Encyclopedie van Friesland

Prof. Dr. J.H. Brouwer (1958)

Gepubliceerd op 22-01-2020

STEDENVORMING

betekenis & definitie

Een stad differentieert zich van het platteland in het verwerven van stadsrechten en in een niet-agrarische bevolkingsconcentratie. De S. valt in Frl. meest in de late M.E. (voor Staveren en de verspreiding van de steden, vroege en latere vlekken Dokkum eerder).

De stadsrechten geven geen datum voor de overgang van dorp tot stad.Om stad te worden moest een dorp zich kunnen aanpassen bij elke belangrijke cultuurontwikkeling (ook buiten de naaste omgeving). Hiertoe waren in Frl. vooral de volgende factoren beslissend: a. gunstige ligging voor de zeevaart;

b. een omgeving die mensen over had voor niet-agrarische bevolkingsconcentratie;
c. een ruim achterland met op de wereldmarkt gewilde produkten;
d. strategische ligging en goede leiding voor de economische machtsstrijd; t. vroegtijdige ontwikkeling (het einde der periode waarin stadsrechten verleend werden, valt ca. 1500).

De S. in de Zuidwesthoek had dus een voorsprong door:

a. de ligging aan de Zuiderzee (Lemmer, Staveren, Molkwerum, Hindeloopen, Workum, Makkum);
b. de onvervalste weidecultuur, die weinig arbeidskrachten nodig had;
c. belangrijke jaarmarkten en vroege weekmarkten, vanwege een achterland, dat meer dan het noorden, en zeker meer dan het oosten produkten voor de wereldmarkt leverde (Workum, Bolsward, Sneek, Ijlst, Joure);
d. de mogelijkheid om belangrijke binnenwateren af te sluiten (Woudsend, Ijlst), evt. met steun van ingezeten adel (Woudsend, Ijlst), of van de kerk (Bolsward). Deze punten alleen al verklaren de concentratie van zeven der elf steden, en van een aantal, voor de 'echte’ S. te laat opgekomen, vlekken. Wrsch. verklaart dit mede de vroegtijdige verbrokkeling in de staatsrechtelijke indeling van de Zuidwesthoek.

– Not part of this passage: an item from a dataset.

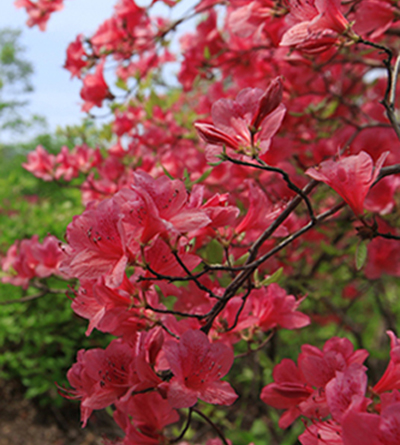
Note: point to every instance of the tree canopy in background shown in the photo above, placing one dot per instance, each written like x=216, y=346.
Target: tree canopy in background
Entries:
x=237, y=240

Voor de Wouden was wat alle vier punten betreft het tegendeel het geval, zodat de overige vier steden over de klei verspreid liggen. In Dokkum en vooral Harlingen stond de zeevaart voorop (voor Kollum en Berlikum werd deze vroeg afgesneden door landaanwinning) ; in Lwd. dat eerst alles mee had - en Franeker lieten later meer de markt en de invloed van de adel zich gelden. De vroeg opgekomen Zuidwesthoekse kuststeden bleven geleidelijk achter, maar de overige vonden in de markten een blijvende basis (als ze de concurrentie vol konden houden wat voor Sloten en Ijlst niet meeviel). Eerst in 17de en 18de eeuw bracht de vervening in de Wouden nieuwe, niet-agrarische bevolkingsconcentraties, die pas in onze tijd door industrialisatie zich verder ontwikkelen.